Rudeman died in Amsterdam on 21 January 1980 of pulmonary emphysema. There were no obituaries.

===Late twentieth-century popularity===
Although Rudeman died in relative obscurity—"and her interesting work, her hundreds of film posters, seemed lost"—towards the end of the century the Dutch film poster archives received a thorough inventory, in which many of her pieces were rediscovered. This led to renewed interest in her work and a major 1985 exhibition in the United States, The Modern Dutch Poster: The First Fifty Years, at which her Battleship Potemkin was displayed.
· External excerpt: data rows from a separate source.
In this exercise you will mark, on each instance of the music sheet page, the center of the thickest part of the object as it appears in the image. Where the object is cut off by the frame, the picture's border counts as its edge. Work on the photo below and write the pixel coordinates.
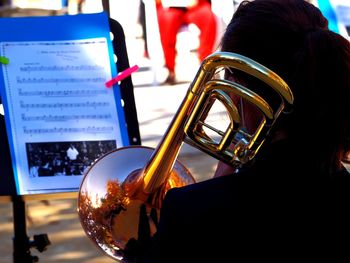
(62, 115)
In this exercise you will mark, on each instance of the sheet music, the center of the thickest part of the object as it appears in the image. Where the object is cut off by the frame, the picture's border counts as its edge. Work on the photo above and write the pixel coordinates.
(56, 101)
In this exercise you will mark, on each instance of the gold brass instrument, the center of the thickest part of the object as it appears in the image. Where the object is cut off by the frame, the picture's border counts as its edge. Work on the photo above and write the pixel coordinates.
(117, 184)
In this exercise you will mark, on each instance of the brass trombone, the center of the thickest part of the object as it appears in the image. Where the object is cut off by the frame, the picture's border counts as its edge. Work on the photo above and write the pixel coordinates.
(117, 184)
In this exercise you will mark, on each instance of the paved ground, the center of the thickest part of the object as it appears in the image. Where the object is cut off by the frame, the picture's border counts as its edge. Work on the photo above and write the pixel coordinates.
(156, 105)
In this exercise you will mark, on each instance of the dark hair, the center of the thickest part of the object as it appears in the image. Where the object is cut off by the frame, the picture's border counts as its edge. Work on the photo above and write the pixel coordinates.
(291, 37)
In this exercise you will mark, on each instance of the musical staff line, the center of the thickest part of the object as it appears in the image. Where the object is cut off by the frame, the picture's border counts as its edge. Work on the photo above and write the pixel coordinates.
(59, 118)
(90, 129)
(58, 80)
(60, 68)
(63, 105)
(63, 93)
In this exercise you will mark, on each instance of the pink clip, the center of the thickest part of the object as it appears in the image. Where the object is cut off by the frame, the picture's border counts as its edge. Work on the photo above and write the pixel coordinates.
(122, 75)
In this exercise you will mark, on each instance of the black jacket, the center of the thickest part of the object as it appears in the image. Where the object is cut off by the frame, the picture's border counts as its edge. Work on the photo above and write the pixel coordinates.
(275, 210)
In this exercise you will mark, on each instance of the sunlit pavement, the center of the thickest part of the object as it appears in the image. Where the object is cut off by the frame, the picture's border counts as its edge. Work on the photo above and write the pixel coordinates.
(156, 105)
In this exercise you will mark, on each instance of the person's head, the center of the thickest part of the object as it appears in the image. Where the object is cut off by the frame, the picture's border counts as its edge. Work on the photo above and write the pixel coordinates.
(291, 37)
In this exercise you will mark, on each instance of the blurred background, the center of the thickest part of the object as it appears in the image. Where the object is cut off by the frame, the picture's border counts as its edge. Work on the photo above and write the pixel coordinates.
(156, 104)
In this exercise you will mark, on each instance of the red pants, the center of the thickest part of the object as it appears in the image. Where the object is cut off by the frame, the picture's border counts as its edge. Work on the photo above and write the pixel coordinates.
(170, 21)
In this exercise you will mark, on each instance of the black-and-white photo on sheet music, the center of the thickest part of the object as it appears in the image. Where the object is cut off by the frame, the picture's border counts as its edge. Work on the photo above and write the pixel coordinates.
(62, 117)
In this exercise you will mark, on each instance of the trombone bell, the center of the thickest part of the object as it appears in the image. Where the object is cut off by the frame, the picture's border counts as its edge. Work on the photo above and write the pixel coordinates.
(115, 186)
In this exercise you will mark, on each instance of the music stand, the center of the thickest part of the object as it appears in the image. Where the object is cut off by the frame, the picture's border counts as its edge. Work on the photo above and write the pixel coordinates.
(21, 242)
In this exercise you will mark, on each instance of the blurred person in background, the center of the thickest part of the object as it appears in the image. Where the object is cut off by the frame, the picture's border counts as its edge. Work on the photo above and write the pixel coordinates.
(172, 15)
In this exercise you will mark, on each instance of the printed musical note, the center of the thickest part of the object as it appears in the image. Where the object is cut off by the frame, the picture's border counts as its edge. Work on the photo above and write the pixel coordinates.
(89, 129)
(62, 93)
(93, 104)
(53, 118)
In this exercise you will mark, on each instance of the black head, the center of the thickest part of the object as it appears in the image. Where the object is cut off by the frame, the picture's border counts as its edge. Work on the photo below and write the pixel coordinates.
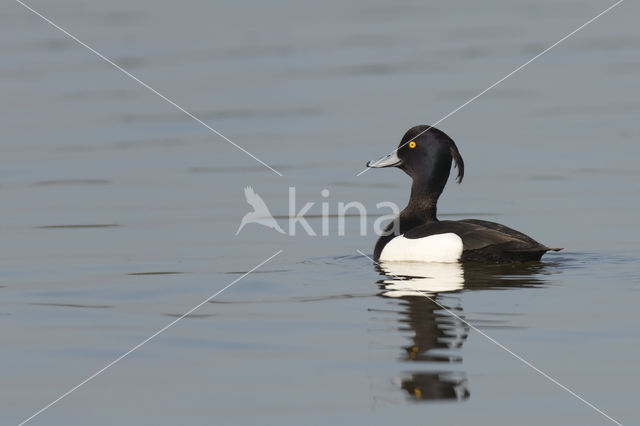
(425, 153)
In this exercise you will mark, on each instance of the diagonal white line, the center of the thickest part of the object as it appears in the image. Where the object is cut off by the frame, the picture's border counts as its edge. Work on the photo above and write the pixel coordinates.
(139, 345)
(504, 78)
(501, 346)
(142, 83)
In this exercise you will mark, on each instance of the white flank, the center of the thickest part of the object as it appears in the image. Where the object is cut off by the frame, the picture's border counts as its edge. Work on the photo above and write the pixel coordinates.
(445, 248)
(421, 278)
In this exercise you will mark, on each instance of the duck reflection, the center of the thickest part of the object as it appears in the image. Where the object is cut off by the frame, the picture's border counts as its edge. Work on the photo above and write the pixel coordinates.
(438, 336)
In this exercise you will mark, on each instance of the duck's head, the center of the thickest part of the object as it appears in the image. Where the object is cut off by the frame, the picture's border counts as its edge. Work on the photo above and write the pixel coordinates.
(425, 153)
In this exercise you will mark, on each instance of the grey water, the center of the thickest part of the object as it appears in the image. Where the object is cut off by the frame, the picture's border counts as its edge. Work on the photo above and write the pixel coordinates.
(118, 213)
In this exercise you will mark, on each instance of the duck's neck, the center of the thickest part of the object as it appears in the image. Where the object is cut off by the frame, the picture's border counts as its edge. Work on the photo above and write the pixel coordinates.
(422, 206)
==Artistic style and criticism==
Rudeman was known for her "bold, futuristic style", being both "austere and dynamic," and the influence of early German Expressionism on her work has been noted. Although constrained by being able to work only from film stills, her portrait style has been described as "exchanging realism... for a suggestive atmosphere." In 1929, contemporary journalist Kate de Ridder wrote of Rudeman's work that, whereas a female artist's work usually demonstrated a feminine touch, Rudeman's bold style was far less so. De Groene Amsterdammer described her design for Battleship Potemkin as making "a strong impression," whilst Het Vaderland, from The Hague, noted how "boldly drawn" it was, suggestive of the work of as much an artist as those who made the film itself. The same newspaper incorrectly ascribed the poster for Potemkin to a man, and corrected this in a lengthy article describing the artist and her work, in which she was called a promising young woman. Later commentators have noted the emphasis by contemporary newspapers (such as Het Vaderland) on Rudeman's youth. The same newspaper also described the film industry's advertising as "the epitome of ugliness," consisting of "gaudy sheets... overloaded with letters... clumsily drawn." In contrast, Rudeman's work made an immediate impact in the national press; her work was popularly seen as being in tune with the "modernity" of the twenties. Her style and works have been compared favourably to many of her contemporaries, including Ludwig Hohlwein, Hap Hadley in the United States and the Stenberg brothers in the Soviet Union. It has been defined as possessing three main identifying features: "good taste, a feel for colour and originality."

===Major works===
Rudeman herself believed she had designed over 250 film posters in her career. It has been estimated that only about half of her oeuvre has survived, of which at least 90 are extant in public and private collections. Her works include:
- The Battleship Potemkin (1925): Expressionist in style, it depicts the Odessa massacre scene.
- Spanish Evening (1926): Commissioned by the Scheveningen Sea Bathing Company to promote its resort, and starring La Argentina.
- Employment Agency for Inland Shipping (1927): Commissioned by the Dutch Ministry of Agriculture, it is possible that she deliberately used "the image language and symbolism" of socialism.
- The Circus (1928): Influenced by her time working in A. M. Cassandre's studio, she drew Chaplin's face "with as few lines as possible."
- Papitoe, Siren of the Tropics (1928): The first Hollywood film with an all-black cast; Rudeman's illustration showed the 'Black Pearl,' Josephine Baker.
- The Jazz singer (1928): Illustrated Al Johnson made up as a black minstrel.
- Wings (1928): Portrayed a "dramatic aviator in the shadow of an airplane; this earned critical acclaim even in the United States."
- Don Quichotte (1933): A portrait of the star of the film, Feodor Chaliapin, and also Rudeman's final film poster.
- Have You Got Your Celebration Skirt Yet? (1946): Her first post-liberation work, promoting the skirt designed by Elisabeth Hannema-van Maasdijk made out of scrap fabric.